BANFIELD: We have some breaking news we want to bring to you. And it has to do with some images. Images that heretofore we did not know existed inside that kosher deli in Paris where so many hostages were held for the better part of a day last weekend before the associate of the Kouachi brothers, Amedy Coulibaly, shot four of them dead and police were able to storm the deli and shoot him dead and rescue the surviving hostages.

Let me just get you up to speed on what's happening. These are apparently from surveillance video. And we're processing the photos right now. As you can understand, with a scene like that, it takes some pretty skilled editing and some careful observation before we can release those. So that's what we're in the process of doing right now. But to get you the news about what those images actually show, let me just sort of go down the list and let you know.

Apparently the killer appears to be holding a handgun in one of the images, which is different than some of the weaponry that we saw the Kouachi brothers use. They were using automatic weapons to carry out their murderous attacks. Coulibaly also appears to be wearing the fatigues and what seems to be a bulletproof vest, very similar to what the Kouachis were wearing during their murders at the "Charlie Hebdo" magazine business.

The employees of the market are apparently seen taking down the surveillance cameras. I can imagine that's because they may have been ordered to do so by the killer. There are apparently - and this is graphic, and I apologize -- there are apparently bodies that are on the floor of the market. There is a baby stroller that's abandoned in the aisle. Perhaps not a surprise, as that was one of the reports. And some of the photographs of the surviving hostages afterwards showed a man who was clutching what appeared to be about a two-year-old toddler as he ran from that grocery.

And there was also another report of a woman who was with her baby in the freezer who had been saved by a Muslim worker at the grocery. She'd been hidden with her baby and some other hostages in the freezer.

There are also people who are huddled together in the aisles, presumably the hostages. One can only imagine who were probably privy to the murders of those people who were lying on the floor of the grocery. And there was also, understandably, groceries and items littering the floor of the Hypercashen (ph) market east - in the east side of Paris. So some pretty remarkable images that are coming in to our offices.

We -- like I said, we are processing those pictures and we will have them for you just as soon as they're ready for air and it shouldn't be much longer. So do stay with us for that. But some pretty terrifying images still to emerge of that murderous, murderous series of days in Paris in which so many people lost their lives.

When we come back, more on this. Stay with us.

(COMMERCIAL BREAK)

BANFIELD: If you're just joining us, our breaking news is pretty alarming. Some images that have come in to CNN. And as we're processing the images, you may be very familiar with what the outside view of the attack on the Hypercashen (ph) market in east Paris looked like.
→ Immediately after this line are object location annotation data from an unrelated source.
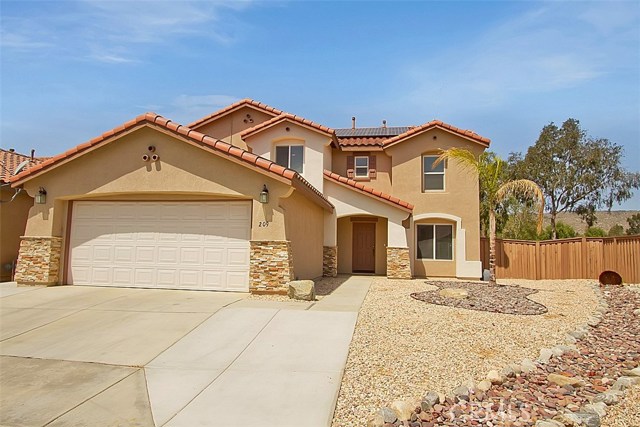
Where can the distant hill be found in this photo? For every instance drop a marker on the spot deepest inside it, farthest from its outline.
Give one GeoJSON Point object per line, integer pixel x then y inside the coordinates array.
{"type": "Point", "coordinates": [605, 220]}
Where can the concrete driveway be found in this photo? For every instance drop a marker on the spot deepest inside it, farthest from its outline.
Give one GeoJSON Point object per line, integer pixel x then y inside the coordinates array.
{"type": "Point", "coordinates": [72, 356]}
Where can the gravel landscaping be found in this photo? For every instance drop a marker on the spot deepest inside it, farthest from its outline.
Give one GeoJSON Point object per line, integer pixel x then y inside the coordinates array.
{"type": "Point", "coordinates": [403, 347]}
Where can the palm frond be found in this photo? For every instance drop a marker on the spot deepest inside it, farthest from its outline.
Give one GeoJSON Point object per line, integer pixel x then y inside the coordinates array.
{"type": "Point", "coordinates": [525, 188]}
{"type": "Point", "coordinates": [464, 157]}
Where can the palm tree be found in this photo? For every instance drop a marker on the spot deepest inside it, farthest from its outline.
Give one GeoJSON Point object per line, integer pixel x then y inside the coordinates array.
{"type": "Point", "coordinates": [495, 189]}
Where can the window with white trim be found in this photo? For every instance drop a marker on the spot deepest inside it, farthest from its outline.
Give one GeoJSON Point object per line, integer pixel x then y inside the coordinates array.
{"type": "Point", "coordinates": [290, 156]}
{"type": "Point", "coordinates": [432, 176]}
{"type": "Point", "coordinates": [361, 166]}
{"type": "Point", "coordinates": [434, 241]}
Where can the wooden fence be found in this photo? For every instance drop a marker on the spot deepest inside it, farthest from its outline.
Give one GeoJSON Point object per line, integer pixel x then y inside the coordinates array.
{"type": "Point", "coordinates": [577, 258]}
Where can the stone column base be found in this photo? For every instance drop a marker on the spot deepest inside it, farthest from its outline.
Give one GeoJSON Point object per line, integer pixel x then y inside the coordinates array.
{"type": "Point", "coordinates": [329, 261]}
{"type": "Point", "coordinates": [270, 266]}
{"type": "Point", "coordinates": [398, 263]}
{"type": "Point", "coordinates": [39, 261]}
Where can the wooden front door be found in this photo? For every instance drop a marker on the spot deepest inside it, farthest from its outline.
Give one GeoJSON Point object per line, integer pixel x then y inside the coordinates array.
{"type": "Point", "coordinates": [364, 247]}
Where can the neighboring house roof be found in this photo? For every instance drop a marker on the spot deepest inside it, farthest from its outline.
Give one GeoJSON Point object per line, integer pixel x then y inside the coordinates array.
{"type": "Point", "coordinates": [205, 141]}
{"type": "Point", "coordinates": [291, 118]}
{"type": "Point", "coordinates": [441, 125]}
{"type": "Point", "coordinates": [367, 190]}
{"type": "Point", "coordinates": [10, 160]}
{"type": "Point", "coordinates": [233, 107]}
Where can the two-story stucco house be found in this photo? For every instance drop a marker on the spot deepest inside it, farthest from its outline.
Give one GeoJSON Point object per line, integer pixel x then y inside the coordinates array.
{"type": "Point", "coordinates": [249, 198]}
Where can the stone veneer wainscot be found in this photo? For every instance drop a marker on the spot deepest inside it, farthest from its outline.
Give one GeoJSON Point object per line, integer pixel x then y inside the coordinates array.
{"type": "Point", "coordinates": [329, 261]}
{"type": "Point", "coordinates": [271, 266]}
{"type": "Point", "coordinates": [39, 261]}
{"type": "Point", "coordinates": [398, 263]}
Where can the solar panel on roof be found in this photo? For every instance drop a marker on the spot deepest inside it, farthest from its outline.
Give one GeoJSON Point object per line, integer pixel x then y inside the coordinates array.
{"type": "Point", "coordinates": [380, 131]}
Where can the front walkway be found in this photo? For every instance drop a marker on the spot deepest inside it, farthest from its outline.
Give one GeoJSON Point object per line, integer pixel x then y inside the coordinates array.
{"type": "Point", "coordinates": [109, 356]}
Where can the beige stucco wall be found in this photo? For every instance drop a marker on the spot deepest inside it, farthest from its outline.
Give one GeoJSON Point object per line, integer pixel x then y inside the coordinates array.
{"type": "Point", "coordinates": [315, 143]}
{"type": "Point", "coordinates": [435, 268]}
{"type": "Point", "coordinates": [13, 219]}
{"type": "Point", "coordinates": [304, 229]}
{"type": "Point", "coordinates": [381, 182]}
{"type": "Point", "coordinates": [229, 127]}
{"type": "Point", "coordinates": [184, 172]}
{"type": "Point", "coordinates": [461, 195]}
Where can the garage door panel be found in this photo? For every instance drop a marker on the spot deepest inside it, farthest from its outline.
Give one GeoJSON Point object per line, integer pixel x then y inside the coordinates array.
{"type": "Point", "coordinates": [145, 254]}
{"type": "Point", "coordinates": [237, 257]}
{"type": "Point", "coordinates": [123, 276]}
{"type": "Point", "coordinates": [144, 277]}
{"type": "Point", "coordinates": [185, 245]}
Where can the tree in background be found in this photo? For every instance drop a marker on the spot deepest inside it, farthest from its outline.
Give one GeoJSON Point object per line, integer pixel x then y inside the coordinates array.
{"type": "Point", "coordinates": [595, 232]}
{"type": "Point", "coordinates": [616, 230]}
{"type": "Point", "coordinates": [634, 224]}
{"type": "Point", "coordinates": [576, 173]}
{"type": "Point", "coordinates": [563, 231]}
{"type": "Point", "coordinates": [495, 188]}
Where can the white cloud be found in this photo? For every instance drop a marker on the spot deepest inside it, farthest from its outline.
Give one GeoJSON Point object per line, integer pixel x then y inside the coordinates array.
{"type": "Point", "coordinates": [544, 50]}
{"type": "Point", "coordinates": [89, 28]}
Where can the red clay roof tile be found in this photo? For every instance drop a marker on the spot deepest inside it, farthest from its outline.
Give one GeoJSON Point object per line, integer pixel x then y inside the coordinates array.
{"type": "Point", "coordinates": [437, 123]}
{"type": "Point", "coordinates": [368, 190]}
{"type": "Point", "coordinates": [152, 119]}
{"type": "Point", "coordinates": [286, 116]}
{"type": "Point", "coordinates": [234, 106]}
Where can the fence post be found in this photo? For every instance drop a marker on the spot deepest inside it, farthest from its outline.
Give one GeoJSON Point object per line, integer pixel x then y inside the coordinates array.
{"type": "Point", "coordinates": [536, 260]}
{"type": "Point", "coordinates": [583, 251]}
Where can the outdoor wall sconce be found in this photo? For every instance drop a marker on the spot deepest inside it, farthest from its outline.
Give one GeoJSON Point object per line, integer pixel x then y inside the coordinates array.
{"type": "Point", "coordinates": [264, 194]}
{"type": "Point", "coordinates": [41, 197]}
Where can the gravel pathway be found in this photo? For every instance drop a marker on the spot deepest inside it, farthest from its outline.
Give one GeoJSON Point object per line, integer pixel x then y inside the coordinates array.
{"type": "Point", "coordinates": [403, 347]}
It was that hostage-taking at the kosher grocery in which it was surrounded by French forces for hours upon hours because Amedy Coulibaly, who was inside, had held, at the time, anywhere from six- plus hostages inside. It turned out 10 people had escaped as he blew in and began firing on grocery store customers. Fifteen, however, were held. Four people were murdered. And their bodies were on the floor.

We watched almost live as this played out in east Paris. But now we're finding out that there are images from inside. So these are the images you're probably familiar with. Hypercashen, the store in which they actually ended up charging in simultaneously with the operation that was happening with the Kouachi brothers north of Paris.